Testosterone levels vary through the day and are linked to your circadian rhythm—regular body changes over a 24-hour period. From 30 onward, levels can drop up to 2% a year.5 Several other factors can lead to low testosterone, including thyroid issues, cancer treatment, long-term health conditions, and poor sleep. And, they also affect your sleep, which can impact testosterone levels. "Your testosterone levels are highest in the morning," says Justin Dubin, M.D., a urologist and men’s health specialist at Memorial Healthcare System. For people with traditional sleep patterns, peak testosterone levels occur between 3 a.m. Both insufficient and excessive testosterone levels have been shown to affect sleep.
Testosterone is primarily produced during the first few cycles of deep sleep. This is how poor digestion, mental stress, and sleeplessness silently strangle vitality from within. Testosterone is one of the key instruments in that symphony, released in small, steady bursts according to time of day, season, and even emotional state. Conversely, when testosterone drops, life feels dull.

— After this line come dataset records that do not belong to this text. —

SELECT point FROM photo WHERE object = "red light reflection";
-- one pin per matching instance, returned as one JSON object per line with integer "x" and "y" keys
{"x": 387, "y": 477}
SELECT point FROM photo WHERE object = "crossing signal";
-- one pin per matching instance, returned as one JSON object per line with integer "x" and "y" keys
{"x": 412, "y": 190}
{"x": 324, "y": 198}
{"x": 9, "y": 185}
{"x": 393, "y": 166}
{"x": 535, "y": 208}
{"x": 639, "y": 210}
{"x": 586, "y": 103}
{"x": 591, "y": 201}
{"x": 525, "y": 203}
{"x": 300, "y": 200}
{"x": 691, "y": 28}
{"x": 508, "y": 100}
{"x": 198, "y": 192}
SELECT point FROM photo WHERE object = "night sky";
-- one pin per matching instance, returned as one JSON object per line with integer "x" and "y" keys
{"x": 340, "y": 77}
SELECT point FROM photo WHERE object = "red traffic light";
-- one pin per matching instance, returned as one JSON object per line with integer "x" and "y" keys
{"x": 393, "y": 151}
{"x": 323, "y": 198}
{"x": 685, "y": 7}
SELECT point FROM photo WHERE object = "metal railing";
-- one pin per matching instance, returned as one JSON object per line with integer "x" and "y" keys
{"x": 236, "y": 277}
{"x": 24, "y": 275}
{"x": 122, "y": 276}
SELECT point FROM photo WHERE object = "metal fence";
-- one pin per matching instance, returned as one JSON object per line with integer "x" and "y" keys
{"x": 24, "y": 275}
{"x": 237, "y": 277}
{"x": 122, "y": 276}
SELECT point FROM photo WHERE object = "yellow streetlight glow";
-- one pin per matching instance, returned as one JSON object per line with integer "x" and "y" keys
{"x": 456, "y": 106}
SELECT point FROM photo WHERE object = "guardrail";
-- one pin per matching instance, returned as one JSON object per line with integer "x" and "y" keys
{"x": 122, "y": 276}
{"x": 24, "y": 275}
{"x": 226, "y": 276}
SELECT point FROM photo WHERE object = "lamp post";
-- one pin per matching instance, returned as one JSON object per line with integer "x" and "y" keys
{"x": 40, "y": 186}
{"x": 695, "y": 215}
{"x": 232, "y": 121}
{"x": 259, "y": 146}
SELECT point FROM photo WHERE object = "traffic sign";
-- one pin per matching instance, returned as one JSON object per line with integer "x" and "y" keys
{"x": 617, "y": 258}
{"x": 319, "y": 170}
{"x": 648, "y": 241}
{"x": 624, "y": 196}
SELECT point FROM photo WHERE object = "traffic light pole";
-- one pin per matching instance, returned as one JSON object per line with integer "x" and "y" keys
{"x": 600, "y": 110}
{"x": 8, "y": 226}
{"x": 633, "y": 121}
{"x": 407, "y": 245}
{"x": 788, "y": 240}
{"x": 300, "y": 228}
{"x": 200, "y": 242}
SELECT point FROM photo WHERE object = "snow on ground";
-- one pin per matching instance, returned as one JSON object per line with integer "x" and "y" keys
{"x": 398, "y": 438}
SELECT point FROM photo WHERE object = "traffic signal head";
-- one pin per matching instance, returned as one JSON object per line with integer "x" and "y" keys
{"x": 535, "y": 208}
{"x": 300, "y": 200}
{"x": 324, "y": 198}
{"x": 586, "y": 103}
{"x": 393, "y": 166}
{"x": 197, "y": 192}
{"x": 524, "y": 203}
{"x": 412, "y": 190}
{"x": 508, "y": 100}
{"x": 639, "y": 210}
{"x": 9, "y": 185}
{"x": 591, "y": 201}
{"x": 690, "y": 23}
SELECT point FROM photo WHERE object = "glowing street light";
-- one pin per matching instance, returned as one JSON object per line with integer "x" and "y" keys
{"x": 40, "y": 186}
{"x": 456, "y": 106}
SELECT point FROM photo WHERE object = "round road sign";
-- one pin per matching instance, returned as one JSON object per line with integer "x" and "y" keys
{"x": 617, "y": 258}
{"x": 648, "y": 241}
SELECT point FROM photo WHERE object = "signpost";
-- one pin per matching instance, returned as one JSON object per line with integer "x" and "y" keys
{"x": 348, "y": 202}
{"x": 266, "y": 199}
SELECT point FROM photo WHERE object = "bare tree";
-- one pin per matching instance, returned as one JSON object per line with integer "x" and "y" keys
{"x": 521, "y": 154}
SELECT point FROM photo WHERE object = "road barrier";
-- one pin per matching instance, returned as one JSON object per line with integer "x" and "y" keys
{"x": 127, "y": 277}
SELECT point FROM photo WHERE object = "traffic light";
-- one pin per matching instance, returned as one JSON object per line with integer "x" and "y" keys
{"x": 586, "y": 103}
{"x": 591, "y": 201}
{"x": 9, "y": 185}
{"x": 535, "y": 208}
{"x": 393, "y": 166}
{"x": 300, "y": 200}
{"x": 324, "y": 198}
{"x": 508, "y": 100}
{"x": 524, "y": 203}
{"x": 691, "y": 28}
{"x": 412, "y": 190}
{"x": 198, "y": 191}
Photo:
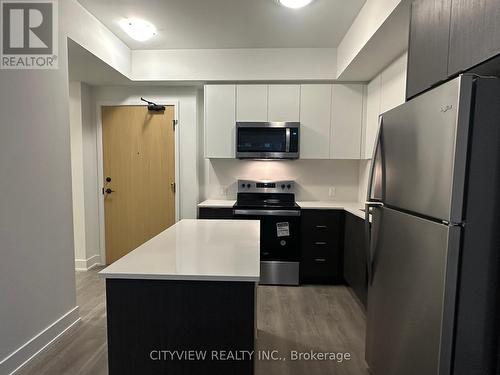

When it senses depletion, it redirects energy toward essential bodily functions like the heart, brain, and digestion. You see, the body is wise—it prioritizes survival over reproduction. For women, it may appear as hormonal imbalance, low desire, mood fluctuations, and fatigue.
And when your body trusts you again, your hormones align naturally. That disconnection manifests as confusion, lack of creativity, depression, and in time, sexual disinterest. This is why the sages referred to deep sleep as "the poor man’s meditation." It is the one-time nature forces you to return to yourself. Every night, when you fall into deep rest, you experience a micro-death. In this state, even six hours of sleep can feel like ten, because it touches the deeper strata of consciousness where healing takes place. It is impossible to talk about deep rest without addressing the mind.